Regarding Claim 15, the combination of Wei and Song and Shen teaches the invention in Claim 12.
The combination further teaches  inputting the descriptions into a large language model (Shen, §3.2 Model Selection,"available models are presented as options within a given context ... HuggingGPT is able to select the most appropriate model"), and selecting one or more algorithm tools related to the task based on the descriptions (Shen, Introduction, "the LLM acts as a controller to manage Al models ... select models according to their function descriptions and execute each subtask''). generating descriptions corresponding to algorithm tools based on specifications of the algorithm tools, wherein a description corresponding to each algorithm tool (Shen, §3 .2 Model Selection, "we use model descriptions as the language interface lo connect each model ... we first gather the descriptions of expert models from the ML community (e. g. , Hugging Face)"), comprises partial information about each algorithm tool (Shen, §5 Limitations, "maximum token length is always limited ... how to briefly and effectively summarize model descriptions is also worthy of exploration"), and a specification comprises complete information about each algorithm tool (Shen, Appx. A.1.2 Model Descriptions, " These descriptions encompass various aspects of the model, such as its function, architecture, supported languages and domains, licensing, and other relevant details. These comprehensive model descriptions play a crucial role ");  inputting the descriptions into a large language model (Shen, §3.2 Model Selection,"available models are presented as options within a given context ... HuggingGPT is able to select the most appropriate model") in response to determining that a total size of the descriptions is less than or equal to an input limit of the large language model (Shen, Page 6, “Due to the limits of maximum context length, it is not feasible to encompass the information of all relevant models within one prompt”); and selecting one or more algorithm tools related to the task of editing the image based on the descriptions (Shen, Introduction, "the LLM acts as a controller to manage Al models ... select models according to their function descriptions and execute each subtask'').
Shen and Wei are analogous since both involve LLM-driven model control for image editing. Wei provided dialogue input and model execution; Shen provided feeding model descriptions into an LLM and selection from them. Therefore, it would have been obvious to incorporate Shen's description-based tool selection into Wei so that the LLM receives tool descriptions and selects the appropriate editing algorithm(s). The motivation is to improve automatic matching between user instruction and tool choice (HuggingGPT §3.2, Intro).
Regarding Claim 20, it recites limitations similar in scope to the limitations of Claim 15 and therefore is rejected under the same rationale.


Claim(s) 7, 16  is/are rejected under 35 U.S.C. 103 as being unpatentable over Wei et al. (“DialogPaint A Dialog-based Image Editing Model”, 20231018, arXiv, hereinafter Wei) in view of Song et al. (“LLM-Planner Few-Shot Grounded Planning for Embodied Agents with Large Language”, 2023, ICCV, hereinafter Song), further in view of Shen et al. (“HuggingGPT: Solving AI Tasks with ChatGPT and its Friends in Hugging Face”, 2023, hereinafter Shen) as applied to Claim 5 above and further in view of Wu et al. (“Visual ChatGPT: Talking, Drawing and Editing with Visual Foundation Models”, hereinafter Wu).

Regarding Claim 7, the combination of Wei and Song and Shen teaches the invention in Claim 5.

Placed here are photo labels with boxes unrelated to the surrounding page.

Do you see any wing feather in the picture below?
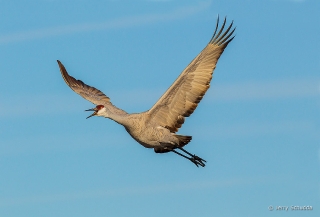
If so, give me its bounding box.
[147,17,235,132]
[57,60,127,114]
[57,60,110,105]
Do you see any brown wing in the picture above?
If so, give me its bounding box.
[57,60,110,105]
[147,17,235,132]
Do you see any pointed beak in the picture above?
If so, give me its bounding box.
[85,108,97,119]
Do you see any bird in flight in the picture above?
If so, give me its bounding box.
[57,17,235,167]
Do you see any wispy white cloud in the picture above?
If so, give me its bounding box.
[0,177,284,207]
[0,2,210,44]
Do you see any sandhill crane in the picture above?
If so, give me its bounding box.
[57,17,235,167]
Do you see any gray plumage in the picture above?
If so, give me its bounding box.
[58,18,235,166]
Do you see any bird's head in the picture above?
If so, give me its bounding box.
[85,105,106,119]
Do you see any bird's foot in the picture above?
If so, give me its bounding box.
[189,154,207,167]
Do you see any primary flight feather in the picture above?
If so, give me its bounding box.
[58,17,235,167]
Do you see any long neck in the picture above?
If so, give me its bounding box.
[103,104,128,126]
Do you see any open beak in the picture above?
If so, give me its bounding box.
[85,108,97,119]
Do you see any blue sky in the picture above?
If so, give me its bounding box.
[0,0,320,217]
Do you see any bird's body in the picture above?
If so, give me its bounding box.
[58,19,235,166]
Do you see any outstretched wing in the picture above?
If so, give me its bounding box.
[57,60,110,105]
[147,17,235,132]
[57,60,127,115]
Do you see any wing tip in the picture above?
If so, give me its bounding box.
[209,14,236,46]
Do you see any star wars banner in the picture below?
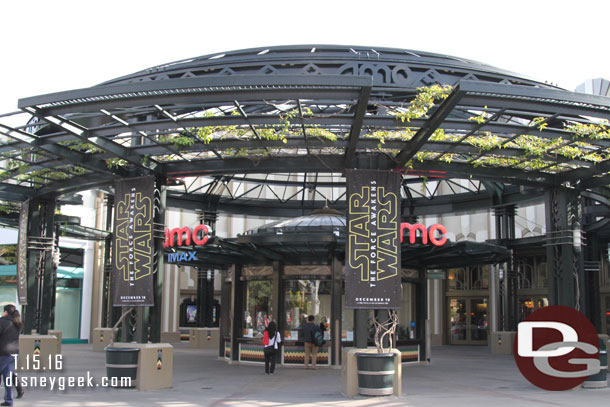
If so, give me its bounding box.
[345,170,401,309]
[17,201,30,305]
[112,177,155,307]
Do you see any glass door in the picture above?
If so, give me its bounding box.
[449,298,489,345]
[449,298,468,345]
[468,298,488,345]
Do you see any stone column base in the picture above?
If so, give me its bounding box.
[489,331,517,355]
[16,335,63,372]
[189,328,220,349]
[341,348,402,398]
[112,342,174,390]
[161,331,180,343]
[91,328,116,352]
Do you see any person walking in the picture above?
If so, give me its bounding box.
[0,304,21,406]
[303,315,320,370]
[263,321,282,374]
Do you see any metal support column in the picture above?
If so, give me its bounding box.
[24,200,55,335]
[494,205,519,331]
[581,194,605,333]
[329,252,343,365]
[146,178,166,343]
[354,309,369,348]
[545,187,584,310]
[231,264,245,360]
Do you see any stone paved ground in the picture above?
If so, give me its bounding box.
[8,345,610,407]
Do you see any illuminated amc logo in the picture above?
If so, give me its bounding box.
[163,225,212,248]
[163,225,212,263]
[400,223,447,246]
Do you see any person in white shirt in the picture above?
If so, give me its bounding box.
[263,321,282,374]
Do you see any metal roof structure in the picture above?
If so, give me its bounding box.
[0,45,610,217]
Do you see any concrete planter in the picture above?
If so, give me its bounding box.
[106,347,140,387]
[356,353,396,396]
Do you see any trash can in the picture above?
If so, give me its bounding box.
[582,335,608,389]
[106,347,140,387]
[356,353,396,396]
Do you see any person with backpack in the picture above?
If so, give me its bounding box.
[263,321,282,375]
[0,304,23,406]
[303,315,324,370]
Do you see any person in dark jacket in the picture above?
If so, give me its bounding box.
[303,315,320,370]
[0,304,21,406]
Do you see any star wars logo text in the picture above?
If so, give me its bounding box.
[115,187,152,287]
[348,179,400,287]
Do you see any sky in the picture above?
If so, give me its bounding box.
[0,0,610,114]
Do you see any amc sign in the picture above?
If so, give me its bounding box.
[400,223,447,246]
[163,225,212,263]
[163,225,212,247]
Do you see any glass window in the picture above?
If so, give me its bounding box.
[470,264,490,290]
[243,281,273,338]
[447,268,466,290]
[536,256,549,288]
[396,283,418,341]
[284,280,331,340]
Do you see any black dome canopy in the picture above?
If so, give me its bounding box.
[99,44,549,89]
[0,45,610,216]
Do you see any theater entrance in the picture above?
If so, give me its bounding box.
[448,297,489,345]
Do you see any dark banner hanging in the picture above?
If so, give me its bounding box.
[17,201,30,305]
[112,177,155,307]
[345,170,401,309]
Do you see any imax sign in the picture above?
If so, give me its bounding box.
[167,250,197,263]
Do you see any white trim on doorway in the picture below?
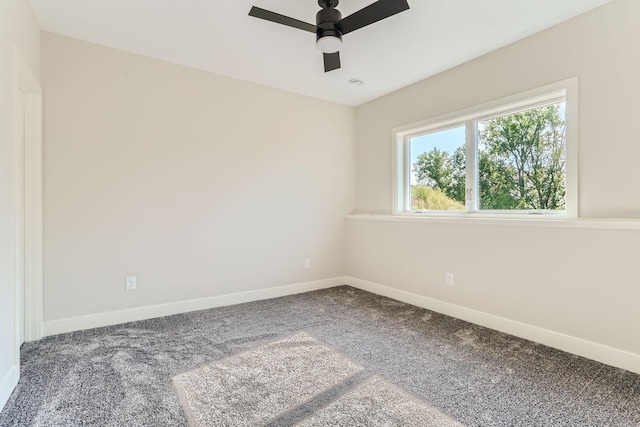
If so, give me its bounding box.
[0,44,43,407]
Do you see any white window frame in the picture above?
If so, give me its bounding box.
[392,77,578,219]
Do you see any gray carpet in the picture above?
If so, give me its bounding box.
[173,332,363,427]
[0,286,640,427]
[296,377,463,427]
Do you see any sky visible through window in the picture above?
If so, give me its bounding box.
[410,125,465,185]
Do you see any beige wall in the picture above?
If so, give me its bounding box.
[348,0,640,355]
[0,0,40,407]
[42,33,355,321]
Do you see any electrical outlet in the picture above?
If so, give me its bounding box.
[445,273,453,286]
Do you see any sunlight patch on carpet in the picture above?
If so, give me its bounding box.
[173,332,363,427]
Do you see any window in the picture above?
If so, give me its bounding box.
[394,78,577,218]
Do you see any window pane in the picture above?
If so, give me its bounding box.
[477,102,566,210]
[409,126,465,211]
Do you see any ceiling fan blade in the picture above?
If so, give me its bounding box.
[249,6,316,33]
[338,0,409,34]
[323,52,340,73]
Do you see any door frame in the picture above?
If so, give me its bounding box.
[12,44,43,352]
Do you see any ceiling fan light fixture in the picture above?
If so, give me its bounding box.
[316,36,342,53]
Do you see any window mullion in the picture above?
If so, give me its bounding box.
[465,120,479,213]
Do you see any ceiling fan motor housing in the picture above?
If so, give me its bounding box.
[316,6,342,40]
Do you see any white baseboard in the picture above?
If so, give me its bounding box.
[44,276,346,336]
[346,277,640,374]
[0,365,20,411]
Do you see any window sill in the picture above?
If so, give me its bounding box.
[346,214,640,230]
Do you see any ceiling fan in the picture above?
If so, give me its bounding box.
[249,0,409,73]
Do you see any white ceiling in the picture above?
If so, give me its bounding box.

The combination further teaches dividing the algorithm tools into a plurality of batches . .. input limit ... (Shen, §3.2 In-context Task-model Assignment, "due to the limits of maximum context length ... not feasible to encompass ... within one prompt. To mitigate this issue, we first filter ... then select the top-K models as the candidates ... substantially reduce the token usage in the prompt"); and selecting one or more algorithm tools in each ... based on the descriptions (Shen, §3.2, "select the most appropriate model for each task ... use model descriptions as the language interface")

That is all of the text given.